In February 2023, in connection with the acquisition by certain subsidiaries of Atlas, which is a wholly-owned investment of a fund managed by an affiliate of the Manager, the Credit Suisse Facility was acquired by Atlas. In order to effect the assignment of the Credit Suisse Facility and related agreements, the Company and one of its subsidiaries, similar to the other sellers and guarantors party to the subject agreements in the transaction, entered into an Omnibus Assignment, Assumption and Amendment Agreement as well as certain related agreements with Credit Suisse AG and Atlas. At the time of acquisition, we had $632.3 million of secured debt on the Credit Suisse Facility consisting of four commercial mortgage loans.

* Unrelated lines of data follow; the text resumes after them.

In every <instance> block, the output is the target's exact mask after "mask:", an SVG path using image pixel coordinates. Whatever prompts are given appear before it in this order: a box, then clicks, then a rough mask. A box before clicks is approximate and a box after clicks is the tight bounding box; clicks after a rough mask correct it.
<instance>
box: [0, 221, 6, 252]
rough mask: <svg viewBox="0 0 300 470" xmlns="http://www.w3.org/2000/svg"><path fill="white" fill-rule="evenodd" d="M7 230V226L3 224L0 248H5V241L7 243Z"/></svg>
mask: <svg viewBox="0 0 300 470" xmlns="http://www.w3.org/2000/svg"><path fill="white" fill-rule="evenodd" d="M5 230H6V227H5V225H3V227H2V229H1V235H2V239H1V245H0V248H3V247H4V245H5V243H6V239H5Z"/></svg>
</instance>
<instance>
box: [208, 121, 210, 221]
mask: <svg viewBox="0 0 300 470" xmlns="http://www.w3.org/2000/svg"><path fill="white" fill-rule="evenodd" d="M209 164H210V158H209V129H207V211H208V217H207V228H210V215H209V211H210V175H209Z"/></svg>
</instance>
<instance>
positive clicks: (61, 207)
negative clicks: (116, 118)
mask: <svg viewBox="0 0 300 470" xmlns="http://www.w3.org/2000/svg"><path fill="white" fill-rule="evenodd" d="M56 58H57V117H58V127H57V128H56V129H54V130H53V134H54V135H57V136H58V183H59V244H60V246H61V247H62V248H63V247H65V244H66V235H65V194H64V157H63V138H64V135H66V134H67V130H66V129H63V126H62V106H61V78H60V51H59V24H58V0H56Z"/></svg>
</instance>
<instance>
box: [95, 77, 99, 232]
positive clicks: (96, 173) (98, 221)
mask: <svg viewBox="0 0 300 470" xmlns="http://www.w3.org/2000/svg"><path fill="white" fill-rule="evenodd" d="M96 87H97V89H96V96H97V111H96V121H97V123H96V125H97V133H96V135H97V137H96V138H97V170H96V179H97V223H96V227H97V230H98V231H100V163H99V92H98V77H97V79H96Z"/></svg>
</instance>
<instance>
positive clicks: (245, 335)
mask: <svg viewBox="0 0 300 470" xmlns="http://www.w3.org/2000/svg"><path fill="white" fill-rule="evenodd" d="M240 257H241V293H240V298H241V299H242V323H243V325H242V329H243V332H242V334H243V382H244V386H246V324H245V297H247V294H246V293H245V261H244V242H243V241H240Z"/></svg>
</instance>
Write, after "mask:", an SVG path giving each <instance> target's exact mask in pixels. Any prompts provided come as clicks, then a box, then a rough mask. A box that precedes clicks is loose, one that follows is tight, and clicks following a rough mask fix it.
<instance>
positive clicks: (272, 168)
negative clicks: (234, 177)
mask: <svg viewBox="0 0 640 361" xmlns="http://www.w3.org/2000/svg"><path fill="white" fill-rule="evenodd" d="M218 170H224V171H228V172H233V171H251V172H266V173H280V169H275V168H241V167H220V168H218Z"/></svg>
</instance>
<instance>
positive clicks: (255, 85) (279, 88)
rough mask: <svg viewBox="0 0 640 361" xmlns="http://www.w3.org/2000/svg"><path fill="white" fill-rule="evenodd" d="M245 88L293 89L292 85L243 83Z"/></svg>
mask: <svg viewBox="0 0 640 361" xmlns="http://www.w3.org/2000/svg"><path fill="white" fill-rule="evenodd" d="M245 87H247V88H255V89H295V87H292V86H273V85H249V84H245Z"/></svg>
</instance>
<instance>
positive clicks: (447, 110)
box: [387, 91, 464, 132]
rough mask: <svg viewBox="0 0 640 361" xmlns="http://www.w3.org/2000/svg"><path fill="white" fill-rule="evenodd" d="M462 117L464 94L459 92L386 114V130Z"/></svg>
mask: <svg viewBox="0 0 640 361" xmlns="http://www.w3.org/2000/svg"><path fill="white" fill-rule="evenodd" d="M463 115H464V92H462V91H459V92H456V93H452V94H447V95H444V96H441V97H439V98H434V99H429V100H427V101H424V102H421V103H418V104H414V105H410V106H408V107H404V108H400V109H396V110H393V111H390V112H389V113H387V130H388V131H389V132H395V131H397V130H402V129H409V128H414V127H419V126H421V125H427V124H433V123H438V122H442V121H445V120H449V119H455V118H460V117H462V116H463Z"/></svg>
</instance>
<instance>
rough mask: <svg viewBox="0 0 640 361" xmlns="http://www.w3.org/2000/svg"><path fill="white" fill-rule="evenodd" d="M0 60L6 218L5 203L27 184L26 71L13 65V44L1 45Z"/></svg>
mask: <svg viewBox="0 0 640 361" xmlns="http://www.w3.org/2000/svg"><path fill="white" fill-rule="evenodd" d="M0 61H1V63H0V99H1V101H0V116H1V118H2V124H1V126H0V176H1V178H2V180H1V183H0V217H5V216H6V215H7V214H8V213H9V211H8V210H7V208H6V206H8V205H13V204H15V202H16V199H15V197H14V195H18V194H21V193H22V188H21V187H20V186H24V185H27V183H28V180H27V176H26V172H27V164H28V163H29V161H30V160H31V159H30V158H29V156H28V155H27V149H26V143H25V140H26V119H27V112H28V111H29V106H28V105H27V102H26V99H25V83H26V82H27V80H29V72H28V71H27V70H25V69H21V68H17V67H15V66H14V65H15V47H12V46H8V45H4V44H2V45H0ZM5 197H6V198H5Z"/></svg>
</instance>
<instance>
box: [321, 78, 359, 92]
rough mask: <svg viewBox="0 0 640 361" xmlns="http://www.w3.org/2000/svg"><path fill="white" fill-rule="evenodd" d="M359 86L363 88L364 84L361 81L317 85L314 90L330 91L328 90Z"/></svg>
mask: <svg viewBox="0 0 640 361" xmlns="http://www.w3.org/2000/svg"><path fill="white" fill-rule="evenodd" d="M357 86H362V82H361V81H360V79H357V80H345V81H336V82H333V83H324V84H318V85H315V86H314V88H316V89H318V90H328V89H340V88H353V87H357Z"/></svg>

As of December 31, 2024 and 2023, we had $462.9 million and $669.3 million of secured debt on the Atlas Facility consisting of five and four commercial mortgage loans, respectively. Refer to "Note 7 – Secured Debt Arrangements, Net" for additional discussion.

Massachusetts Healthcare

In September 2024, we, along with the Apollo Co-Lenders, formed a joint venture of which we held a 41.2% equity interest. Through this joint venture, we and the Apollo Co-Lenders foreclosed on one of the eight Massachusetts hospitals that previously secured our loan. In accordance with ASC Topic 323, "Investments – Equity Method and Joint Ventures," our 41.2% interest in the joint venture was deemed an equity method investment. See "Massachusetts Healthcare" within "Note 4 – Commercial Mortgage Loans, Subordinate Loans and Other Lending Assets, Net" for full discussion.